I was the one who contacted Judy and suggested she contribute to your Pennsylvania writers series. (I was born in McKeesport!) And I'm so pleased I did -- and that she did too! What a wonderful piece and there is no denying the history of PA in Judy's writings.

I also know Judy well enough to know that she's not going to self-promote her own work, so I'll have to do it. Her first novel, Pennterra, which she refers to above, was published just last year in trade paperback by Fantastic Books, after being out of print since 1993. I know, because I was the acquiring editor!

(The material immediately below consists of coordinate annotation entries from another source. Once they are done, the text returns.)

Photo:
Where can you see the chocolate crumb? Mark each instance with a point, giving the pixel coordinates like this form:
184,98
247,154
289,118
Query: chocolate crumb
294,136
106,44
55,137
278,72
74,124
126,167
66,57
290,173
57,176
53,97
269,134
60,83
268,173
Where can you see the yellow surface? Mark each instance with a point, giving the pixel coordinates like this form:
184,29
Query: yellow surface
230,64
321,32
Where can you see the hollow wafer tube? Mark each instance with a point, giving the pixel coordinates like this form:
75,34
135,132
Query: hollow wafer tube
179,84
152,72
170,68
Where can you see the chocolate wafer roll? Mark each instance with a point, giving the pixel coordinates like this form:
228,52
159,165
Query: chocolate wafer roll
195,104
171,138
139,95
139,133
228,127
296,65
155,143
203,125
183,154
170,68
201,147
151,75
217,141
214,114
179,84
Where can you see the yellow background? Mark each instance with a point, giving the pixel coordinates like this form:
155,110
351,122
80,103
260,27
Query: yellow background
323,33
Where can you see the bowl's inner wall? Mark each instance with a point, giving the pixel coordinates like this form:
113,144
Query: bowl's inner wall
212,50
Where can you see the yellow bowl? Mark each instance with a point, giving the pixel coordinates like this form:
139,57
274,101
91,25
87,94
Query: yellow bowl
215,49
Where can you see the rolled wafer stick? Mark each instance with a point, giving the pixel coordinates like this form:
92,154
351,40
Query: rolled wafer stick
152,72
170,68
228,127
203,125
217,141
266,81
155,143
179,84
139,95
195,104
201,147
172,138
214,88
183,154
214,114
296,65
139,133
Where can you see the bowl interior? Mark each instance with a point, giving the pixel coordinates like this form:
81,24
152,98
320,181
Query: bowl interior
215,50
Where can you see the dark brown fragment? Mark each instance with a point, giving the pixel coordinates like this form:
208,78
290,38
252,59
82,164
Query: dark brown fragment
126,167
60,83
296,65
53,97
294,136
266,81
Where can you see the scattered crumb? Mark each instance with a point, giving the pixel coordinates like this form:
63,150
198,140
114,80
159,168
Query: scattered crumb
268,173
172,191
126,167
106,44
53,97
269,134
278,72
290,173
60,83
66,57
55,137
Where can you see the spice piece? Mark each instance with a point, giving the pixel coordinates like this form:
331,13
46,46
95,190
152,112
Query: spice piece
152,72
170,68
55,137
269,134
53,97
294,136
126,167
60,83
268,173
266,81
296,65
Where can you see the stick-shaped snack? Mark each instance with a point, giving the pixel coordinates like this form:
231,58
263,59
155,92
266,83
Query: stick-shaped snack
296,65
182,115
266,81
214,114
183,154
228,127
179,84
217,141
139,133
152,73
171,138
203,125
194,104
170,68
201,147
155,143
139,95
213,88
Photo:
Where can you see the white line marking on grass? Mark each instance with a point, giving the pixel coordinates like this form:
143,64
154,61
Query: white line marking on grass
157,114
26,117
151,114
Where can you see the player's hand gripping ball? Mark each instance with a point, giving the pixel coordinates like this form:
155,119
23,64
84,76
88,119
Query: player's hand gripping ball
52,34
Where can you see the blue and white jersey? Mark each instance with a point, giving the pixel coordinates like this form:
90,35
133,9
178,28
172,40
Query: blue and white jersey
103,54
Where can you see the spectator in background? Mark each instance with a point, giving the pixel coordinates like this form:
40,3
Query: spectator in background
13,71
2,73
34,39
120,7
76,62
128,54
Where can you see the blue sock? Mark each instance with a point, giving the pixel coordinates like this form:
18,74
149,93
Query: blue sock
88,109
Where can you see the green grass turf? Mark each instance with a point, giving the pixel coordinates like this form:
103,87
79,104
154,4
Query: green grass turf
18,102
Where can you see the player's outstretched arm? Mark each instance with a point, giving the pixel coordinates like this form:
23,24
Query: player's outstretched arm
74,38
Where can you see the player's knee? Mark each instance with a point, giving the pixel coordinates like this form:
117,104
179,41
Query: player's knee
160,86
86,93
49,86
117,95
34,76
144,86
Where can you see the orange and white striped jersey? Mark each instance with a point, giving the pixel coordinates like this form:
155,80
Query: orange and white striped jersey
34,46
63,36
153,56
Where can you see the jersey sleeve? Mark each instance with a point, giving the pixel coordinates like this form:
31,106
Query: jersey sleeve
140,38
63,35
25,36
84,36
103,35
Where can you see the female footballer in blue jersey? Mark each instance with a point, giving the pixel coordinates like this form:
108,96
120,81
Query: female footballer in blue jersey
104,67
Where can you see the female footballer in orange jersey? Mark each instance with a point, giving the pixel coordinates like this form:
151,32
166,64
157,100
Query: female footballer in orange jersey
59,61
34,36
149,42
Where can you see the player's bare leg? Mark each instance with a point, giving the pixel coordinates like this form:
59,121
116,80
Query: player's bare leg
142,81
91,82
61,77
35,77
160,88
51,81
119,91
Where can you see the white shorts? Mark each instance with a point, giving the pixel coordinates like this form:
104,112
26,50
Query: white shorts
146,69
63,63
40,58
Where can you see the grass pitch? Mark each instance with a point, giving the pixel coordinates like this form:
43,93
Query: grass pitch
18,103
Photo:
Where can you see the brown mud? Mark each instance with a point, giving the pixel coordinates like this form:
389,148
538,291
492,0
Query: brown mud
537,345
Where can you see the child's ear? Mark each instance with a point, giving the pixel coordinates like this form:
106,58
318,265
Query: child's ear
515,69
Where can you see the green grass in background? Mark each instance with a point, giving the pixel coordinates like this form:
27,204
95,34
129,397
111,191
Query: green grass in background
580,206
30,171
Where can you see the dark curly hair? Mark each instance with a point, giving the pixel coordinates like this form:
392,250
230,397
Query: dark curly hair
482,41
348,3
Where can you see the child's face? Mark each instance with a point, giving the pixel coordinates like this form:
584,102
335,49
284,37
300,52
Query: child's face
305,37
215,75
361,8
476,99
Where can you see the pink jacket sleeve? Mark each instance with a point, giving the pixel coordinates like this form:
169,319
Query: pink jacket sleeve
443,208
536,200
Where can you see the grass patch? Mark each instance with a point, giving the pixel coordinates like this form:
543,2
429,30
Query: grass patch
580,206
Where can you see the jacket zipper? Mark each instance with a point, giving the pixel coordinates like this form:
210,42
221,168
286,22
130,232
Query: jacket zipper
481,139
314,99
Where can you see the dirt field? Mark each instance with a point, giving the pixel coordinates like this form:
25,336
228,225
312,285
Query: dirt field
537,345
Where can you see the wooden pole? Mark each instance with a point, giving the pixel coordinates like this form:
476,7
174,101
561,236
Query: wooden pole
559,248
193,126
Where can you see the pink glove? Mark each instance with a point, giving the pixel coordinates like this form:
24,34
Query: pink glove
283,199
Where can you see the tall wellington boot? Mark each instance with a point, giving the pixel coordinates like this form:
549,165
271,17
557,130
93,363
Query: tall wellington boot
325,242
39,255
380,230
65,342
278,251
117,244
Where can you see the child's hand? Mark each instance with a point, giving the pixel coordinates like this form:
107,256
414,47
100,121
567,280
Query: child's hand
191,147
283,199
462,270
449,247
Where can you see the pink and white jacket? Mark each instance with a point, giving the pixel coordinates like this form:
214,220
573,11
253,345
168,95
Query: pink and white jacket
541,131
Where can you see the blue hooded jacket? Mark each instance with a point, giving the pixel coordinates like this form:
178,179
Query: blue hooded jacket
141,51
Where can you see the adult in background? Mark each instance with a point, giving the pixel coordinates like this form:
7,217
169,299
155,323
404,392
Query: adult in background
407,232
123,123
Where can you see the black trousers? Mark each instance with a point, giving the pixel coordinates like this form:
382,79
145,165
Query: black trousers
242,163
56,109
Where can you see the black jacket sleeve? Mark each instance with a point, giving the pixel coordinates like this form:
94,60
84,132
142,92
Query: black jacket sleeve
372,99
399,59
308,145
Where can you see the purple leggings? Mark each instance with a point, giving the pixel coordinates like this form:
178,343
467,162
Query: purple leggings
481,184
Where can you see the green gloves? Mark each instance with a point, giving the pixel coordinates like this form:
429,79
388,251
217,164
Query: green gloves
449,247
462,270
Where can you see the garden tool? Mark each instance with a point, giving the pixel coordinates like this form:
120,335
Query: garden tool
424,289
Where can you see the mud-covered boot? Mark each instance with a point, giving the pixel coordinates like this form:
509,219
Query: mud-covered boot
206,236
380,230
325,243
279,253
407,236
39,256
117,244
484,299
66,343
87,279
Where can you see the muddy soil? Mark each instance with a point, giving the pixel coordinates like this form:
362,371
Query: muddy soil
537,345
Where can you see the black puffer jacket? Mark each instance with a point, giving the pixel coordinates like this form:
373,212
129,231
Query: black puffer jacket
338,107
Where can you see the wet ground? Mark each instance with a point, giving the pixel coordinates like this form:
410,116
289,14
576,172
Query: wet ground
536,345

Cheers, and thanks again for a great series!
- marty

bermudaonion 2/15/10, 4:04 PM  

Since she's spent so much of her life in Pennsylvania, you have to count her as a Pennsylvania author!

Sandy Nawrot 2/15/10, 5:21 PM  

Yes, she would qualify in my book! The sound of that park sounds heavenly, and reminds me of the natural beauty in IN. Down here, it is miserable to go into the woods past late March due to bugs, and I miss it terribly.

Veens 2/16/10, 6:48 AM  

She definitely will count as a Pennsylvanian!
I will definitely chk out her books, if they r available here! Great post!

Margot 2/17/10, 3:17 PM  

You are finding all the best authors Pennsylvania has to offer. I like the way she writes and I like her background. I'm going to find at least one of her books.

Margot 2/17/10, 3:17 PM  

You are finding all the best authors Pennsylvania has to offer. I like the way she writes and I like her background. I'm going to find at least one of her books.

Dawn @ sheIsTooFondOfBooks 2/17/10, 5:05 PM  

Thanks for sharing this guest post!

Pennsylvania = Penn's woods. I didn't decipher that before, but I'll remember this fun fact for when I'm on Who Wants to Be a Millionaire (or, Who's Smarter than a 5th Grader?)